The reasons for the duality that exists in the command and administrative apparatus of the Red Army are known to all. The revolutionaries did not know the soldier’s trade, while the military men did not know, or did not want to know, about the revolution. The revolutionary soldier needs not only training but also education, not only to be commanded but also to receive political leadership. This is why a commissar was appointed to head the military units and the military institutions of the revolution alongside the commander. If this had not been done, the revolution would not have triumphed: without it we should not have had today a Red Army built in the image and likeness of the revolution itself.

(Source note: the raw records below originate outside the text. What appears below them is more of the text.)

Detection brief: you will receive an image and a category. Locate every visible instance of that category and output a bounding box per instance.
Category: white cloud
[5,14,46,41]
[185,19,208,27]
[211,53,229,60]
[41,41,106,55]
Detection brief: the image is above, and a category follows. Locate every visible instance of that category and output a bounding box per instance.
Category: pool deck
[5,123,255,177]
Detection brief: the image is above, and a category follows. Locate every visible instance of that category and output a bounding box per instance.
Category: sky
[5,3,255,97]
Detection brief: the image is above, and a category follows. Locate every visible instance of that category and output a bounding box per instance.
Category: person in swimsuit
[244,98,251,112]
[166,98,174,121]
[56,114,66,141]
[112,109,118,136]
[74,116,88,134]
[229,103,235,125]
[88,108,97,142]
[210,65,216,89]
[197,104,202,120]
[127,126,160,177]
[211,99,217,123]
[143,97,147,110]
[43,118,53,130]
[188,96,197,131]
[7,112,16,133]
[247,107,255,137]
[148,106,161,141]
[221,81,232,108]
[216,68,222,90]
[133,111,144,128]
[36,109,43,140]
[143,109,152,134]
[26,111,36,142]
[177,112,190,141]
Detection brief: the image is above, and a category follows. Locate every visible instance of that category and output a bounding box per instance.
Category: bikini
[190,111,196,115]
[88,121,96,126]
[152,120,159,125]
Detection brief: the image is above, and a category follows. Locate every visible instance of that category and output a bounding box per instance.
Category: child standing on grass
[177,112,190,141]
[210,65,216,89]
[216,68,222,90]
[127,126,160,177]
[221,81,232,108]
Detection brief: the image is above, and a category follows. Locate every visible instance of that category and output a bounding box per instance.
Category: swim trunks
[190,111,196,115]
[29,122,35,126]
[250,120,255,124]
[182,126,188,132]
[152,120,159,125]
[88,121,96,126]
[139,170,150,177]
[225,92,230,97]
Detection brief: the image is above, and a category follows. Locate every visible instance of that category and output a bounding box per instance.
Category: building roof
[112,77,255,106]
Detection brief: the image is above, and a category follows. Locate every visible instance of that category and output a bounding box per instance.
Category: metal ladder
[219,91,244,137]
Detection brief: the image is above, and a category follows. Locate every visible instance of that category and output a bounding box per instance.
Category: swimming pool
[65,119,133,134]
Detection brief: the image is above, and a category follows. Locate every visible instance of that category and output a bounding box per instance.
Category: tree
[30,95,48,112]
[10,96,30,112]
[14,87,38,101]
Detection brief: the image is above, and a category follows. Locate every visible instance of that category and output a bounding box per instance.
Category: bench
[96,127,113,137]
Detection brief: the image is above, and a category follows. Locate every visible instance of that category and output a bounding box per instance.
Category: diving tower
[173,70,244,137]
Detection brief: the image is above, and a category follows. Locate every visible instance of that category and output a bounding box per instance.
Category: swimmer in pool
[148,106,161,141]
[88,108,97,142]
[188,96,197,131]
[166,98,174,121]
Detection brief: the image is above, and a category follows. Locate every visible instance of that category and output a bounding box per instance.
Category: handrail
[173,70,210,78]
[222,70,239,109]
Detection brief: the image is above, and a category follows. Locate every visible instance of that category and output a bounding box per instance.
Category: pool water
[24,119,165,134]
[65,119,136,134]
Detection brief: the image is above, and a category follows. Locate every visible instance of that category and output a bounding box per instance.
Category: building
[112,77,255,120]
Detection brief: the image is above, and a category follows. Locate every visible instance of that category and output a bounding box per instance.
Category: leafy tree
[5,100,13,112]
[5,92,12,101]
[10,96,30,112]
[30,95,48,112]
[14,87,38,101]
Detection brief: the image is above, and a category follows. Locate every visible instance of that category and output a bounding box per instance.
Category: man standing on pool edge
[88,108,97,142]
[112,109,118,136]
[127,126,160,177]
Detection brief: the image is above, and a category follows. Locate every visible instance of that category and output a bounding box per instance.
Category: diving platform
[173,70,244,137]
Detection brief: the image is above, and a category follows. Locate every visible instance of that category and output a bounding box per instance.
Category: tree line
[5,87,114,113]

However, organisational duality was not established to last for all time. The cadre of commissars is now not temporary, as it was in the first period of the civil war, but permanent. This means that every commissar must endeavour to master the soldier’s trade, so as to become, in time, a finished commander. On the other hand, every commander who is worthy of the name must be not only an instructor but also an educator, not only a military chief but also a revolutionary leader. Commander and commissar must, in the course of time, merge in one person.

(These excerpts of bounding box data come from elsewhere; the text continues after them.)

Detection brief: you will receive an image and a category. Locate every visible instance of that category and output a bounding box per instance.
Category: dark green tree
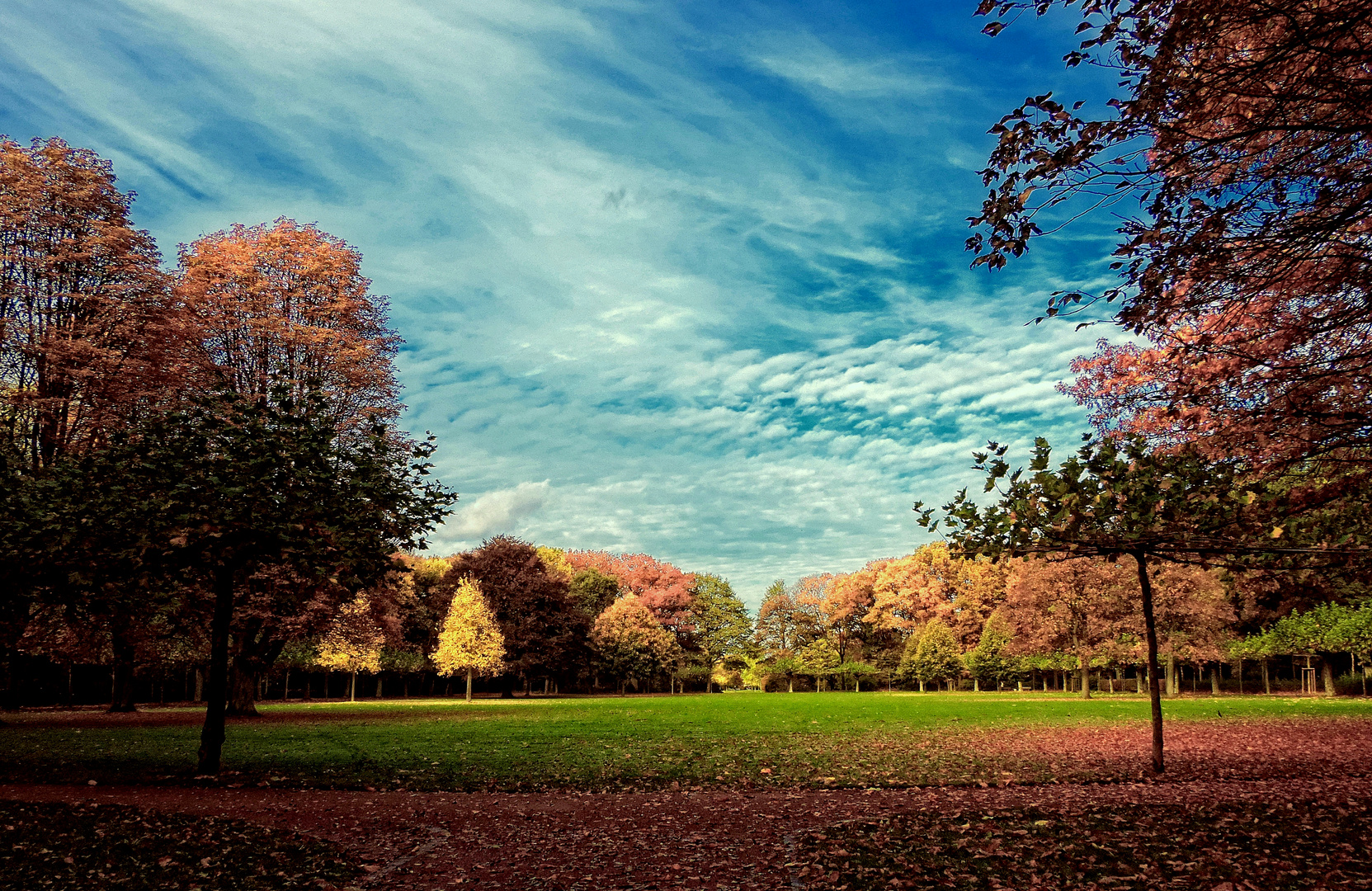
[71,394,454,775]
[915,436,1361,773]
[441,535,592,696]
[690,573,755,693]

But we cannot go over immediately to this new regime. Great caution and strict gradualism are needed. It is necessary that the present commissars become commanders and that the young commanders, at least, learn to perform the duties of commissars. This is the goal we must aim at. We must move towards it cautiously, but firmly and confidently.
A new step in this direction has been taken, in the first place where the central administrative and supply directorates and institutions are concerned. This measure has been motivated, apart from general considerations of principle, by the need for a further reduction in establishments.
Here and there it is being said that the relevant order by the Revolutionary War Council of the Republic has been understood to mean that the corps of commissars is to be completely liquidated in the very near future, and that this measure is being preceded by withdrawal of the commissars into the background. If the order has been understood in this way, then it must have been badly formulated. The Revolutionary War Council of the Republic has now given the necessary clarification. Our fundamental task is not to subordinate the commissar to the commander but to merge in one person these two functions, which are equally important, equally necessary. In all those cases where this has not yet been achieved, and until it has been achieved, commander and commissar will, as before, work side by side, their rights and duties and theft mutual relations remaining just as they have been hitherto.